Neurodegeneration as measured by FDG-PET was significantly correlated and topographically aligned with cognitive performance in the total sample and both age groups. Compared to tau, hypometabolism appeared to be more spatially restricted but to also have a stronger correlation with cognitive performance. This may be due to neurodegeneration being a downstream event in the pathogenesis of Alzheimer’s disease, closer to the onset of symptoms compared to amyloid and tau accumulation. A recent study also found that the spatial pattern of significant association between FTP-PET binding and cognition was more widespread than the association between cortical thickness on MRI (another biomarker of neurodegeneration) and cognition.⁵⁰ Alternatively, we cannot rule out that these differences between neurodegeneration and tau are statistically driven. FDG-PET was only available in 74% of participants who had FTP-PET, creating a higher threshold on voxel-wise analyses necessary to reach statistical significance.

In light of these results, age-related differences in clinical severity in the Alzheimer’s disease spectrum may instead be due to greater neurofibrillary tangle burden, faster tau accumulation,⁵² or differing biochemical features of tau in younger patients.⁵⁵ There may also be a role of selection bias where older patients with a greater burden of tau may be too impaired for participation in research studies given potentially lower brain reserve and increased likelihood of co-pathologies.¹² Additionally, the increased frequency of non-amnestic symptoms in younger patients may be attributed to a different localization of tau pathology,³⁶ as younger patients have more cortical-predominant tau.^96,101 This may be due to differences in underlying selective network vulnerability in younger patients, which may even be neurodevelopmental, as prior mathematical and visuospatial learning disabilities have been associated with PCA and language learning disabilities with lvPPA.^{49,95,102–104} This is also supported by recent studies showing those with non-amnestic symptoms have a neocortical origin of disease and that tau subsequently spreads systematically through distinct networks.^96,105,106

In mediation analyses, tau had an association with executive function independent of neurodegeneration in all age groups, with language in EOAD and in the total sample and with visuospatial function in the total sample.
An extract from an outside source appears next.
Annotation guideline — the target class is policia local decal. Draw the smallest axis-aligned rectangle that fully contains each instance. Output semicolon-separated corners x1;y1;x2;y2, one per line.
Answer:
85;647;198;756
Neurodegeneration mediated the association between tau and cognition in all domains except episodic memory in LOAD. Tau has been demonstrated to have an association with cognition independent of neurodegeneration in multiple prior studies.^41,47,50,107 Our study extends prior evidence from atrophy-based biomarkers of neurodegeneration by showing the results are similar when evaluating local relationships using FDG-PET and within both EOAD and LOAD groups.^47,50,107 Previous studies have observed that FTP-PET is more strongly associated with FDG-PET hypometabolism than with atrophy.^38,51 The authors speculate this may be due to FDG-PET being more sensitive to the effects of tau or due to PET imaging modalities being more methodologically consistent than comparisons between PET and MRI.^38,51 One possible explanation for tau neurotoxicity is recent evidence that tau independently induces cerebrovascular dysfunction by suppressing neurovascular coupling.¹⁰⁸ This has also been demonstrated in neuroimaging studies showing that reduced relative cerebral blood flow is associated with tau and cognition in Alzheimer’s disease.^41,109 A second possible explanation is that tau affects cognition before neurodegeneration occurs.¹⁰⁷ Tau may lead to impaired neuronal transmission¹¹⁰ and brain network dysfunction^95,111 prior to neurodegeneration. This would conform with recent longitudinal evidence that tau is associated with future cortical atrophy measures of neurodegeneration,⁵³ cognitive decline⁵² and clinical progression.^100,112

A strength of the present study is that it includes a larger and more heterogeneous sample of symptomatic Alzheimer’s disease patients compared to prior studies. Additionally, it is the first direct voxel-wise comparison between age groups of clinical–PET correlations to our knowledge. The results were similar across the heterogeneous sample, even when excluding atypical Alzheimer’s disease variants, supporting internal validity and suggesting that tau is similarly correlated with cognitive performance across the heterogeneity of Alzheimer’s disease phenotypes and ages. An additional strength is the use of multimodal PET imaging to capture key molecular pathology and neurodegeneration measures in the Alzheimer’s disease pathophysiological cascade. The present study has limitations. First, we may have been underpowered to detect more subtle interactions between age groups and PET impacting associations with cognition. While ours is the largest multimodal PET study thus far exploring this question in EOAD to our knowledge, this question should be further evaluated in future larger studies. Second, these patients were recruited to an expert tertiary care centre, which creates selection bias as the proportion of patients with non-amnestic symptoms in both age groups is not generalizable to the population. Additionally, there was a lack of racial and ethnic diversity and participants were highly educated in the sample. Third, FDG-PET was available for most but not all patients, limiting our ability to directly compare multimodal PET biomarkers. Fourth, mediation analyses were limited to evaluating local relationships and did not account for possible distant relationships between FTP-PET, FDG-PET and domain-specific cognitive performance. As a cross-sectional observational study, this study was unable to assess causal relationships or longitudinal progression.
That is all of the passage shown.